I'll never forget his laugh when I told him about it and he informed me he bought it for seven US dollars straight form the manufacturor.
 
The old Furmark is still a bloodbath. Tread with caution.

I had a friend send me some cheap chinese PSU once in the late 00s that was supposedly rated to 750w. Furmark set it on fire and the case fans literally sent pitch black smoke pouring straight up to my ceiling about 2 hours into a stress test one night.

I'll never forget his laugh when I told him about it and he informed me he bought it for seven US dollars straight form the manufacturor.
So the takeaway is don't buy cheap POS PSUs? ;)
 
I think furmark does a fair jon tbh

Msi kombuster does well too. Its kind of the prime95 for GPUs.

My 2080ti is not stable past 2050mhz even fuly water cooled. Im thinking of taking the card apart and remounting the ek block but I need to get new thermal pads to replace the ones that are on it. Something is getting too hot. Gpu temps rarely surpass 50c so im thinking vrms or something else is getting hot.

My card is the cheaper evga without all the extra sensors. I didnt even realize it when I bought it
 
I think furmark does a fair jon tbh

Msi kombuster does well too. Its kind of the prime95 for GPUs.

My 2080ti is not stable past 2050mhz even fuly water cooled. Im thinking of taking the card apart and remounting the ek block but I need to get new thermal pads to replace the ones that are on it. Something is getting too hot. Gpu temps rarely surpass 50c so im thinking vrms or something else is getting hot.

My card is the cheaper evga without all the extra sensors. I didnt even realize it when I bought it

Yeah I've had cards with the core at like 50c and the vrm >120c. A lot of cards that are under water do nothing or little outside of cooling the gpu with the block.
 
Yeah I've had cards with the core at like 50c and the vrm >120c. A lot of cards that are under water do nothing or little outside of cooling the gpu with the block.

Well the ek is supposed to cool those but i dont know. Ill take the card apart tomorrow or something and find out.
 
The old Furmark is still a bloodbath. Tread with caution.

I had a friend send me some cheap chinese PSU once in the late 00s that was supposedly rated to 750w. Furmark set it on fire and the case fans literally sent pitch black smoke pouring straight up to my ceiling about 2 hours into a stress test one night.

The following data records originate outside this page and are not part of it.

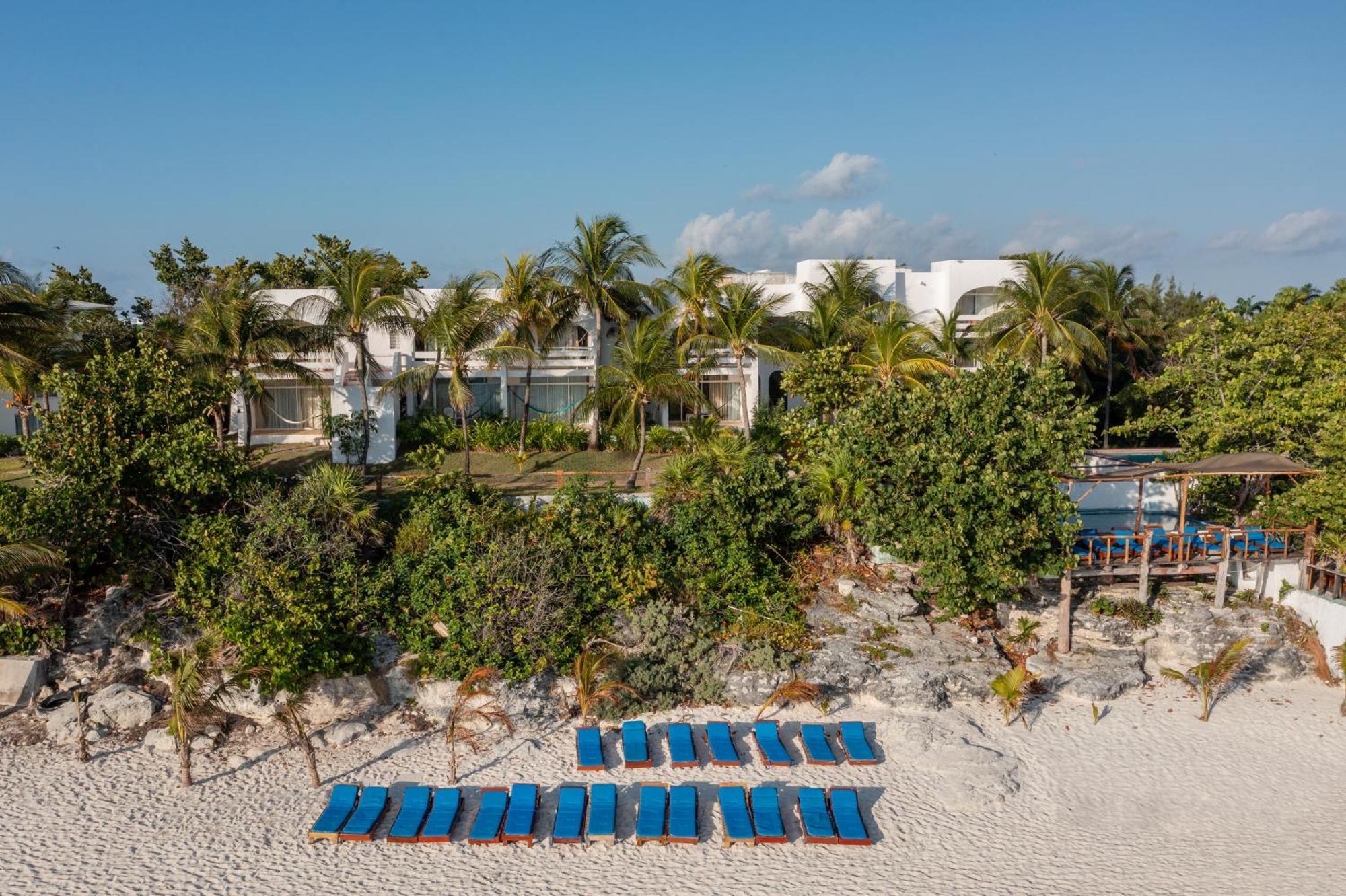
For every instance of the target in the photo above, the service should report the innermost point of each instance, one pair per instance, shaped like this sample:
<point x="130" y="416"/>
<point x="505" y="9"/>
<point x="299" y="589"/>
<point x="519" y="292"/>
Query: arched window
<point x="978" y="303"/>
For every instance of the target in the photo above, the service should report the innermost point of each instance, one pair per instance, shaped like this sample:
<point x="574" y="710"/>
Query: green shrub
<point x="474" y="581"/>
<point x="290" y="583"/>
<point x="125" y="461"/>
<point x="963" y="478"/>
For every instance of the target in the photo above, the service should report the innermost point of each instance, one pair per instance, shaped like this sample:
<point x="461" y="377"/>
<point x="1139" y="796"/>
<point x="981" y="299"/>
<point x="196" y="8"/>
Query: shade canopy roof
<point x="1247" y="463"/>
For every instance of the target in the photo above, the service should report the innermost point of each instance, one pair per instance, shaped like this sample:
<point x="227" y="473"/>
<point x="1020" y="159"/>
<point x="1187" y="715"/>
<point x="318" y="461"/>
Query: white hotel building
<point x="291" y="412"/>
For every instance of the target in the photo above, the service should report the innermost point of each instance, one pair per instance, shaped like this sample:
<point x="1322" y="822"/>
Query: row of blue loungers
<point x="589" y="815"/>
<point x="719" y="743"/>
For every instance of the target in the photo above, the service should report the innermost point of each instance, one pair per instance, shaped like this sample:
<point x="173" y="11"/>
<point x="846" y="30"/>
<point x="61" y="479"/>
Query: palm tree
<point x="791" y="692"/>
<point x="290" y="714"/>
<point x="539" y="309"/>
<point x="466" y="326"/>
<point x="356" y="307"/>
<point x="744" y="322"/>
<point x="594" y="684"/>
<point x="1123" y="320"/>
<point x="234" y="337"/>
<point x="472" y="715"/>
<point x="693" y="287"/>
<point x="200" y="683"/>
<point x="898" y="352"/>
<point x="1041" y="313"/>
<point x="951" y="345"/>
<point x="1012" y="688"/>
<point x="839" y="488"/>
<point x="1209" y="679"/>
<point x="22" y="560"/>
<point x="837" y="305"/>
<point x="645" y="369"/>
<point x="598" y="266"/>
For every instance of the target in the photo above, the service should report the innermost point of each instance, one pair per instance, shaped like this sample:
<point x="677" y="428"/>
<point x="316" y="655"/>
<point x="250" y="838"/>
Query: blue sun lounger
<point x="855" y="746"/>
<point x="734" y="812"/>
<point x="652" y="813"/>
<point x="846" y="812"/>
<point x="602" y="825"/>
<point x="361" y="824"/>
<point x="767" y="816"/>
<point x="491" y="816"/>
<point x="768" y="737"/>
<point x="815" y="819"/>
<point x="636" y="746"/>
<point x="523" y="812"/>
<point x="719" y="743"/>
<point x="444" y="813"/>
<point x="410" y="817"/>
<point x="818" y="749"/>
<point x="569" y="827"/>
<point x="340" y="805"/>
<point x="589" y="750"/>
<point x="682" y="750"/>
<point x="683" y="815"/>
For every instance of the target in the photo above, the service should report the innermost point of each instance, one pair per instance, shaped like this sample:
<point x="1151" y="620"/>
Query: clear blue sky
<point x="1204" y="141"/>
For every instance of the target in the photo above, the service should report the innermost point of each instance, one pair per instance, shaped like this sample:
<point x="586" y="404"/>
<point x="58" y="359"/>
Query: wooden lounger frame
<point x="522" y="839"/>
<point x="706" y="737"/>
<point x="763" y="753"/>
<point x="578" y="768"/>
<point x="867" y="832"/>
<point x="499" y="833"/>
<point x="804" y="831"/>
<point x="808" y="757"/>
<point x="649" y="754"/>
<point x="668" y="745"/>
<point x="748" y="801"/>
<point x="664" y="837"/>
<point x="846" y="753"/>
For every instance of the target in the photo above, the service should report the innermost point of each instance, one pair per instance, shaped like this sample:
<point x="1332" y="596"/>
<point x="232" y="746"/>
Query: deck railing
<point x="1207" y="546"/>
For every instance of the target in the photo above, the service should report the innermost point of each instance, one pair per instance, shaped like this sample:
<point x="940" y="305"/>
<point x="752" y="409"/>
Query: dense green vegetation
<point x="894" y="443"/>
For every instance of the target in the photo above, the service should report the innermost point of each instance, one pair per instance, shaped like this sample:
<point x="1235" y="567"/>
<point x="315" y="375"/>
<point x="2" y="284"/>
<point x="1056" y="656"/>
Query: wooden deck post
<point x="1064" y="625"/>
<point x="1143" y="590"/>
<point x="1223" y="572"/>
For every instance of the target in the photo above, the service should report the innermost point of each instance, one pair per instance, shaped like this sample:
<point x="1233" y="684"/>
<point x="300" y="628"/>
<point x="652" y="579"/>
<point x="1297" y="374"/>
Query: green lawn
<point x="542" y="473"/>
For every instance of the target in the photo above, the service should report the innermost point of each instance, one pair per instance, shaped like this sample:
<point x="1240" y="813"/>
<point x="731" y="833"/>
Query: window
<point x="723" y="399"/>
<point x="290" y="404"/>
<point x="487" y="398"/>
<point x="979" y="302"/>
<point x="553" y="398"/>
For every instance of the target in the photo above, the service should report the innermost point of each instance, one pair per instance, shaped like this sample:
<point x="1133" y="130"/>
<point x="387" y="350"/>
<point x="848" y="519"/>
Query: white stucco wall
<point x="1326" y="615"/>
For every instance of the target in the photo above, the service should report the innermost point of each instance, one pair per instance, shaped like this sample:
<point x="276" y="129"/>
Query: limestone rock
<point x="343" y="734"/>
<point x="1091" y="675"/>
<point x="122" y="707"/>
<point x="160" y="742"/>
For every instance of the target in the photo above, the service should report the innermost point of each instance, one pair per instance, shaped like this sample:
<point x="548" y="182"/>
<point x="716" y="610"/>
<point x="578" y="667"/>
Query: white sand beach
<point x="1149" y="801"/>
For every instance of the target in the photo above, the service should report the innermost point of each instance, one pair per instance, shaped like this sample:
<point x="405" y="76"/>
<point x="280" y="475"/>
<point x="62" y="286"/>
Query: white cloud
<point x="843" y="177"/>
<point x="754" y="240"/>
<point x="1297" y="233"/>
<point x="1123" y="244"/>
<point x="734" y="236"/>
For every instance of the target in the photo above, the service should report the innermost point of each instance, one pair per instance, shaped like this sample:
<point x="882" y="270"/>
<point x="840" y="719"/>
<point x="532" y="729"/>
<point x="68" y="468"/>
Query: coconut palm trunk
<point x="744" y="391"/>
<point x="640" y="450"/>
<point x="528" y="398"/>
<point x="598" y="363"/>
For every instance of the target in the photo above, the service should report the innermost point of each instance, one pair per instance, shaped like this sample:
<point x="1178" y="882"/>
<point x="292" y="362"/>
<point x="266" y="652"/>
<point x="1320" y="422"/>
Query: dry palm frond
<point x="1013" y="689"/>
<point x="472" y="715"/>
<point x="792" y="692"/>
<point x="593" y="685"/>
<point x="1209" y="679"/>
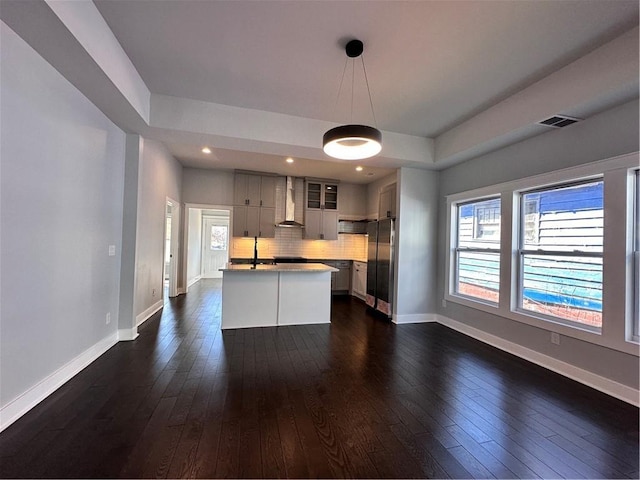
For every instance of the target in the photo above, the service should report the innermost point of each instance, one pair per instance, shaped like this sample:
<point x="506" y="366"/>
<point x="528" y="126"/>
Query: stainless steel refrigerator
<point x="380" y="267"/>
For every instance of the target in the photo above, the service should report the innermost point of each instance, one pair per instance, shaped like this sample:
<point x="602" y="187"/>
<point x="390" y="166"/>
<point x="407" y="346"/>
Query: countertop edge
<point x="283" y="267"/>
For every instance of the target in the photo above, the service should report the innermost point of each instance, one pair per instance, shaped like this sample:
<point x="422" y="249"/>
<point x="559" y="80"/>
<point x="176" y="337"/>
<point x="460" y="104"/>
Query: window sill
<point x="586" y="335"/>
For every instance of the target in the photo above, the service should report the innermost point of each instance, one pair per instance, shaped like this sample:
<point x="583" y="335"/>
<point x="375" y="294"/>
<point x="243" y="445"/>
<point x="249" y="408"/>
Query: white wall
<point x="160" y="177"/>
<point x="194" y="250"/>
<point x="416" y="240"/>
<point x="208" y="187"/>
<point x="611" y="133"/>
<point x="61" y="190"/>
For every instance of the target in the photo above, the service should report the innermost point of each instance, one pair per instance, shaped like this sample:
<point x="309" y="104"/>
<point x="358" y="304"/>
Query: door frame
<point x="206" y="238"/>
<point x="185" y="234"/>
<point x="174" y="246"/>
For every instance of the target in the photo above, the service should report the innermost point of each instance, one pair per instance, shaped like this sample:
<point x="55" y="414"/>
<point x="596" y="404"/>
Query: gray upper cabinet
<point x="321" y="210"/>
<point x="254" y="198"/>
<point x="387" y="203"/>
<point x="268" y="192"/>
<point x="246" y="190"/>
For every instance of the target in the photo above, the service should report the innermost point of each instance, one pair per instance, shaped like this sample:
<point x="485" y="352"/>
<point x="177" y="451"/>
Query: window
<point x="560" y="253"/>
<point x="219" y="236"/>
<point x="477" y="250"/>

I'll never forget his laugh when I told him about it and he informed me he bought it for seven US dollars straight form the manufacturor.
some old AMD gpus wouldnt have a power limiter (Pre Navi) so running 150% PL on Furmark probably would cause a huge power draw beyond realistic levels (check TPU test when they used furmark vs game power consumption in their reviews or anandtech), But with a higher power limit the power draw would increase even further in gpus like Vega
https://www.anandtech.com/show/11717/the-amd-radeon-rx-vega-64-and-56-review/19https://www.anandtech.com/show/14618/the-amd-radeon-rx-5700-xt-rx-5700-review/15
 
I usually start with Unigine Super Position to see if the card will just crash at the settings I'm trying then if it passes I'll load up MSI Kombustor and hammer it for about an hour to verify stability.
 
XCOM2 seems to generate enormous amounts of heat on the GPU in game, which immediately stops in the main menu despite showing the same graphics as in game. Probably a bug, but it stresses the GPU.
 
some old AMD gpus wouldnt have a power limiter (Pre Navi) so running 150% PL on Furmark probably would cause a huge power draw beyond realistic levels (check TPU test when they used furmark vs game power consumption in their reviews or anandtech), But with a higher power limit the power draw would increase even further in gpus like Vega
https://www.anandtech.com/show/11717/the-amd-radeon-rx-vega-64-and-56-review/19https://www.anandtech.com/show/14618/the-amd-radeon-rx-5700-xt-rx-5700-review/15

I could have sworn I saw a power draw well in excess of 300w on the 5700xt I have, with their stock bios. I'll have to check it out and report, the Ananadtech furmark power draw seems wayy too low compared to what I've seen in person.